Moreover, the embodiments are not limited to those shown in Embodiments 1 to 4, and various changes can be made as needed. The procedures described using flowcharts, etc., may be appropriately modified.
1. An information processing device comprising:
processing circuitry
to estimate a decoy theme which is a theme of information that a high risk user being a user of a target system is attempting to leak externally, based on an access log indicating access in the target system by the high risk user, and
to place a decoy file matching the estimated decoy theme in the target system.
2. The information processing device according to claim 1,
wherein the processing circuitry calculates a risk value corresponding to each user based on an access pattern in the target system of each user of the target system, and
wherein the high risk user is, among users of the target system, a user whose corresponding risk value is equal to or greater than a risk criterion value.
3. The information processing device according to claim 2, wherein the processing circuitry increases a risk value corresponding to the target user if the target user, who is a user of the target system, accesses the decoy file.
4. The information processing device according to claim 1, wherein the processing circuitry selects a file from a database storing files that are candidates for the decoy file based on the estimated decoy theme.
5. The information processing device according to claim 4, wherein the processing circuitry
estimates the decoy theme using at least one or the other of natural language processing and a theme list consisting of multiple themes each of which is a candidate for the decoy theme, and
selects the decoy file from the database using at least one or the other of natural language processing and the theme list.
6. The information processing device according to claim 1, wherein the processing circuitry
selects a file from a database storing files that are candidates for the decoy file based on the estimated decoy theme, and generates a file name for the decoy file based on the estimated decoy theme, and
uses the selected file as the decoy file and uses the generated file name as the file name of the decoy file.
7. The information processing device according to claim 1, wherein the processing circuitry
generates a file based on the estimated decoy theme as the decoy file, and
uses the generated file as the decoy file.
8. The information processing device according to claim 1, wherein the processing circuitry
selects a template file from a database storing candidates for a template file corresponding to the decoy file based on the estimated decoy theme and modifies the selected template file based on the estimated decoy theme, and
uses the modified template file as the decoy file.
9. The information processing device according to claim 1, wherein the processing circuitry estimates the decoy theme based on a viewing time by the high risk user of each file stored in the target system.

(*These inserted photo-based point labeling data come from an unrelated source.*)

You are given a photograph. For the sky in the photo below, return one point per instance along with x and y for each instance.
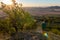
(39, 3)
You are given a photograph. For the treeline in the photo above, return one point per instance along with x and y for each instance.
(53, 22)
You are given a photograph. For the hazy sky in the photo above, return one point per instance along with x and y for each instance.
(39, 3)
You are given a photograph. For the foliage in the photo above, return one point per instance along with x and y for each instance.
(16, 20)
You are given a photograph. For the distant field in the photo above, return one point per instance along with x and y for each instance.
(37, 11)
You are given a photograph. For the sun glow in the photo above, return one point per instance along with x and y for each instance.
(7, 2)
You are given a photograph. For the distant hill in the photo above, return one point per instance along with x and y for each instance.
(54, 7)
(37, 11)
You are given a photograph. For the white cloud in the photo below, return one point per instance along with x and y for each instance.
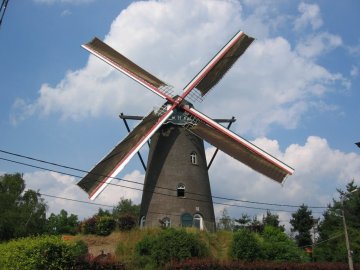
(354, 71)
(318, 44)
(65, 13)
(319, 170)
(75, 2)
(64, 188)
(271, 76)
(310, 15)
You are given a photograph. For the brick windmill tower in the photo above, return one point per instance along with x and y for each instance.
(177, 190)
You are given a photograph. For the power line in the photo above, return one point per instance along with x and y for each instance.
(138, 189)
(139, 183)
(3, 7)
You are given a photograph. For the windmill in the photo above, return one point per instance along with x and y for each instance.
(176, 188)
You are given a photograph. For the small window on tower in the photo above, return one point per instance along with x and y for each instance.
(181, 190)
(193, 158)
(165, 222)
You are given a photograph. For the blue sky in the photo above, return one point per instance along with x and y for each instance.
(295, 92)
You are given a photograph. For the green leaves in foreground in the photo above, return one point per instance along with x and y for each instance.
(44, 252)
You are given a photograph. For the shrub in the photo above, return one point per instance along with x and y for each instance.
(277, 246)
(126, 222)
(104, 225)
(44, 252)
(246, 246)
(88, 226)
(169, 245)
(204, 264)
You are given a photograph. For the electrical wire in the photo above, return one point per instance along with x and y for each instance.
(155, 192)
(139, 183)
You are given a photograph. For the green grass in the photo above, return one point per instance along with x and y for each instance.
(122, 244)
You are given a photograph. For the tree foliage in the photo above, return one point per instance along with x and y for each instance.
(22, 213)
(246, 246)
(330, 245)
(302, 222)
(169, 245)
(62, 223)
(42, 252)
(272, 244)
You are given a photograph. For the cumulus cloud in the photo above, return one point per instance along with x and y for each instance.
(68, 195)
(274, 83)
(75, 2)
(273, 77)
(310, 15)
(318, 44)
(319, 170)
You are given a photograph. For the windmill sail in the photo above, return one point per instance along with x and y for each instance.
(212, 73)
(239, 148)
(126, 66)
(101, 175)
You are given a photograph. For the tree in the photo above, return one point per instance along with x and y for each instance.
(272, 220)
(22, 213)
(246, 246)
(62, 223)
(225, 222)
(302, 222)
(126, 214)
(330, 245)
(277, 246)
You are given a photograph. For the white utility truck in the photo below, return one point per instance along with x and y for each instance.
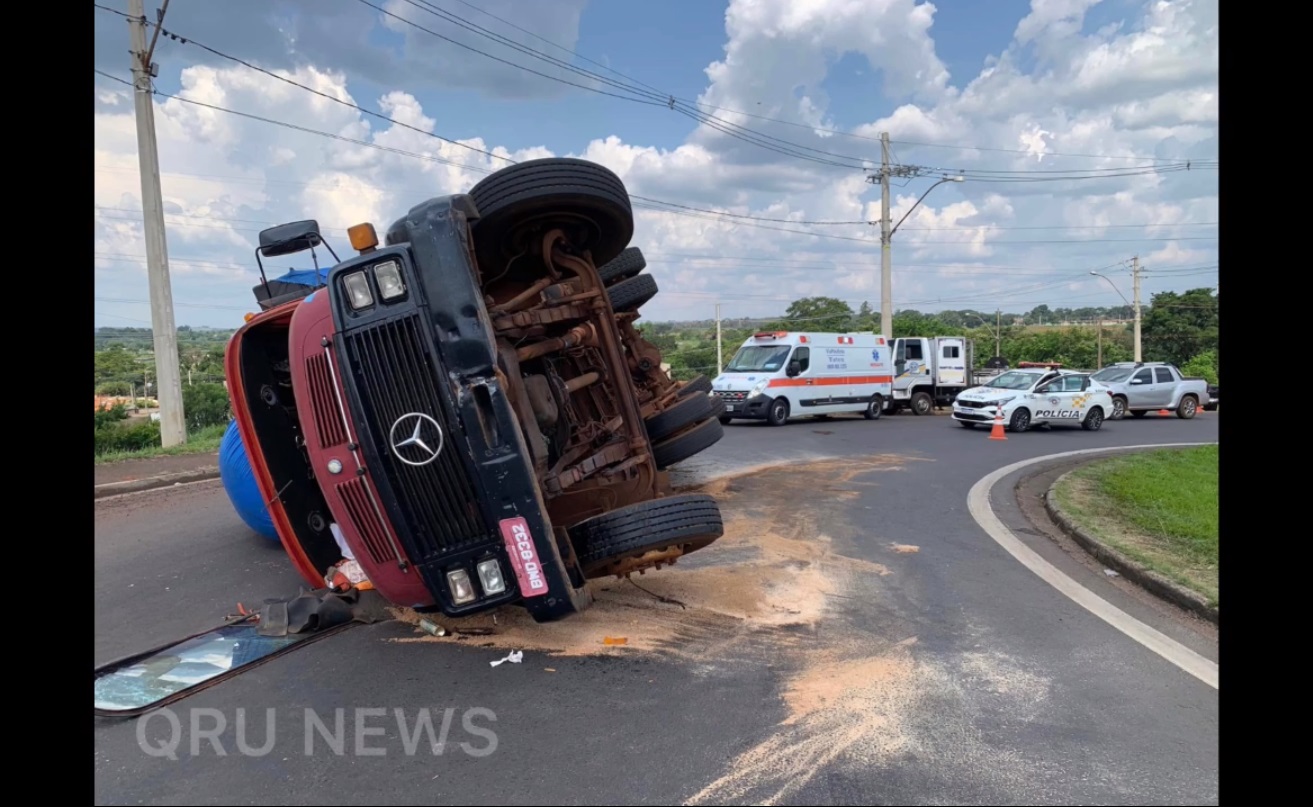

10. An information processing method comprising:
by a computer, estimating a decoy theme which is a theme of information that a high risk user being a user of a target system is attempting to leak externally, based on an access log indicating access in the target system by the high risk user; and
by the computer, placing a decoy file matching the estimated decoy theme in the target system.

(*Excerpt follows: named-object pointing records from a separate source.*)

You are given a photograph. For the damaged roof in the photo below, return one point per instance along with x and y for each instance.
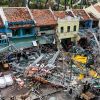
(17, 15)
(1, 22)
(81, 13)
(43, 17)
(60, 14)
(63, 14)
(92, 16)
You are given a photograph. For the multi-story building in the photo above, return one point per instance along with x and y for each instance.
(85, 21)
(45, 25)
(68, 27)
(19, 26)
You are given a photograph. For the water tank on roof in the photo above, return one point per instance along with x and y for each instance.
(2, 82)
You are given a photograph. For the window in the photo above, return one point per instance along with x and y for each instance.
(27, 31)
(74, 28)
(62, 29)
(68, 28)
(15, 32)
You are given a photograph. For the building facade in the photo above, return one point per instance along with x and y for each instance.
(95, 11)
(19, 26)
(68, 27)
(45, 25)
(85, 21)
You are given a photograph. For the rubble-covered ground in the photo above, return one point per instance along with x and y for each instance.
(53, 75)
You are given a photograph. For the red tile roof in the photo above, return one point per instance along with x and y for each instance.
(1, 23)
(63, 14)
(97, 7)
(17, 14)
(92, 16)
(81, 13)
(60, 14)
(43, 17)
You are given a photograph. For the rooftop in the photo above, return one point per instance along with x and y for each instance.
(60, 14)
(81, 13)
(17, 14)
(43, 17)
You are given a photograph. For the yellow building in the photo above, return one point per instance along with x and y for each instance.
(68, 26)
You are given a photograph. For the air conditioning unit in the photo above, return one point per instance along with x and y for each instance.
(3, 36)
(9, 34)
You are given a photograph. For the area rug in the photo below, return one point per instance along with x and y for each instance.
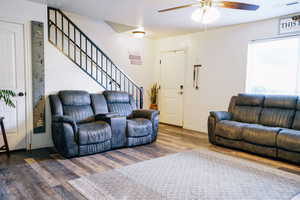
(200, 174)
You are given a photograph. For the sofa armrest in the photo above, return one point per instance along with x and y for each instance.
(103, 116)
(64, 135)
(118, 129)
(221, 115)
(153, 116)
(148, 114)
(65, 119)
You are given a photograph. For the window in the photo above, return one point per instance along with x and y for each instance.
(273, 66)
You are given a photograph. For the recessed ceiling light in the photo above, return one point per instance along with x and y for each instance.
(139, 33)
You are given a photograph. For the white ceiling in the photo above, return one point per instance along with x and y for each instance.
(144, 13)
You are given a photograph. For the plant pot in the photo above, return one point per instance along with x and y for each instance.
(153, 106)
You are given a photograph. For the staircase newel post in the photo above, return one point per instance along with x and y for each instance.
(141, 97)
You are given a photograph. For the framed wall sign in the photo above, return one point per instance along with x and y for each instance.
(289, 24)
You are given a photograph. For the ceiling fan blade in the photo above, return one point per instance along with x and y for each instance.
(237, 5)
(179, 7)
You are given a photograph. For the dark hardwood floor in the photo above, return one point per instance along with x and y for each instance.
(44, 174)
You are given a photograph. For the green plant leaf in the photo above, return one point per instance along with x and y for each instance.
(6, 96)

11. A non-transitory computer readable medium recorded with an information processing program which causes an information processing device, being a computer, to execute:
a decoy theme estimation process of estimating a decoy theme which is a theme of information that a high risk user being a user of a target system is attempting to leak externally, based on an access log indicating access in the target system by the high risk user; and
a decoy placement process of placing a decoy file matching the estimated decoy theme in the target system.